A mí el padre Jorge me recuerda a Walter Brennan, ese actor de los westerns de Hollywood que siempre conocimos viejo, como si su vejez fuese no un producto de los años, sino de una sabiduría sin edad que encarnaba en un cuerpo viejo y majestuoso.

Alguna vez, preocupado por el griterío y el escándalo de mis alumnos del Don Bosco de mediados de los 90, le pregunté al padre Jorge qué hacer, cómo arreglármelas con esos caníbales por completo indiferentes a mis citas de André Bazin o Héctor Álvarez Murena. Me preguntó cómo se desempeñaba en clase un alumno en particular, uno que estaba becado en la institución y carecía de una biblioteca en su hogar. Bueno, tuve que dedicar unos minutos a pensar en ese muchacho. No, el pibe estaba siempre atento; no es que despreciara el caos que montaban sus compañeros, pero se mantenía fiel a la clase y fiel al grupo al que pertenecía. Eso me estaba señalando el padre Jorge: que ahí tenía un aliado y a alguien interesado en mis pobres conocimientos, que eso que quería enseñar era también materia de debate, el debate por el interés de un conocimiento que debía hacer contemporáneo y, sobre todo –como me daría cuenta más tarde– tenía una fundamental relación con lo que entendía como el cine: ¿cuánto dura un plano?, ¿cuánto dura el interés por las cosas que nos han interesado?, ¿cómo hacer contemporáneos de ese interés a quienes pertenecen a otra generación?

En 1995, en una ceremonia que tuvo como prólogo las lecturas de Leon Bloy y Graham Greene, el padre Jorge me bautizó en la fe católica a los 32 años. De esa misa de conversión no sólo participó mi amigo y padrino Adolfo Vergara y su esposa de entonces, también mis alumnos del Don Bosco, unos desvergonzados que llegaron a la casa de mis padres más tarde y la inundaron de una alegría que desconocíamos desde los años de la infancia, cuando esa casa eran unas habitaciones que cada día se abrían al enorme patio de juegos de los años dorados.
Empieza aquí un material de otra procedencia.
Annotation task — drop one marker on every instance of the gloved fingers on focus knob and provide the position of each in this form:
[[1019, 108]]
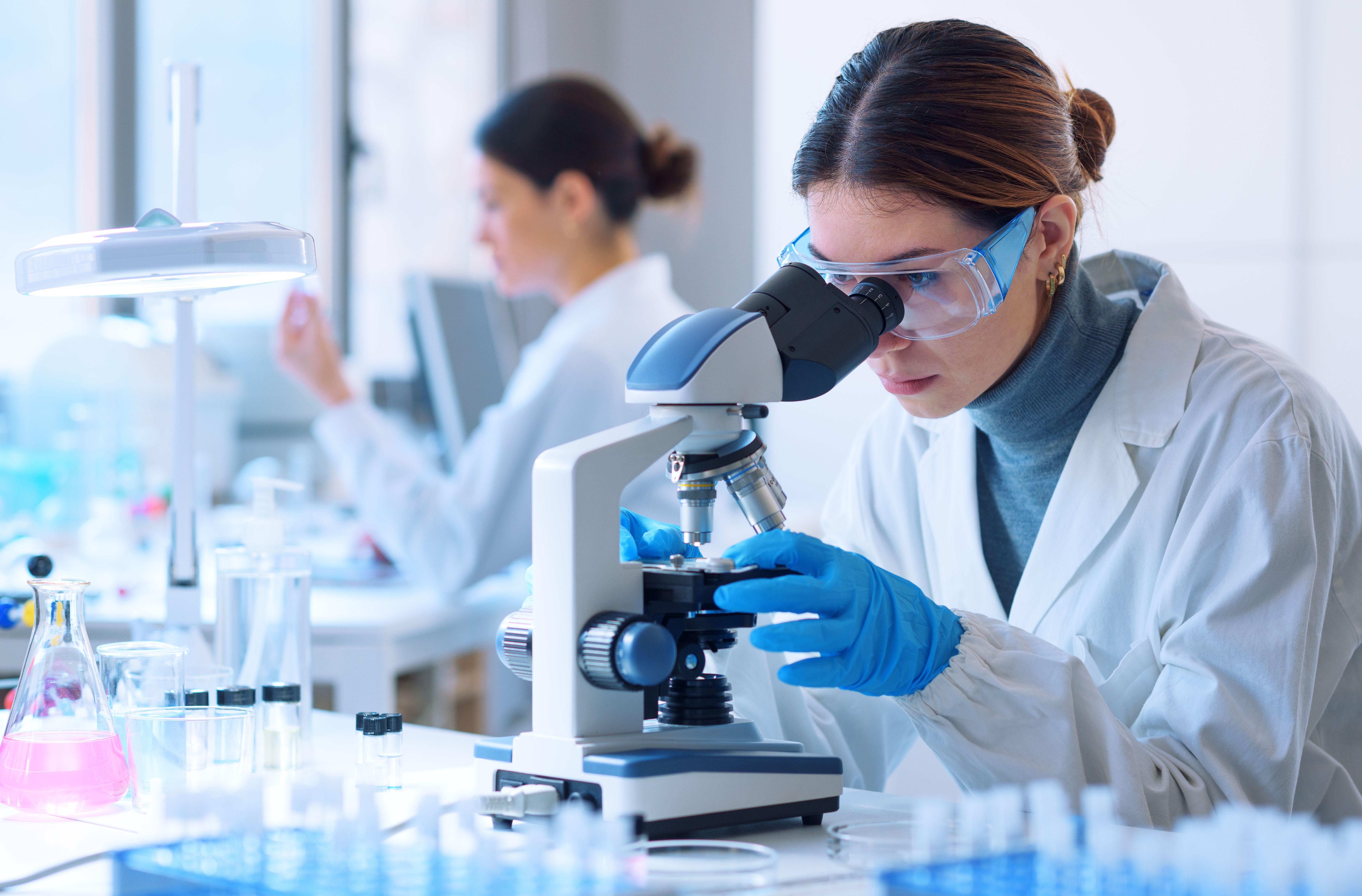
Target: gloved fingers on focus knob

Me doy cuenta de que sé muy poco del padre Jorge. Sí, tuvo un cáncer, lo venció. Su apellido alude a una familia mora, acaso conversa. Pero lo que sé, lo que elegí saber, le debe mucho a su mayéutica, a la inspiración que el padre Jorge supo imprimirle al conocimiento, esa inspiración salesiana que es hoy –quiero creer– una de las marcas del generoso espíritu nicoleño que muchos le debemos.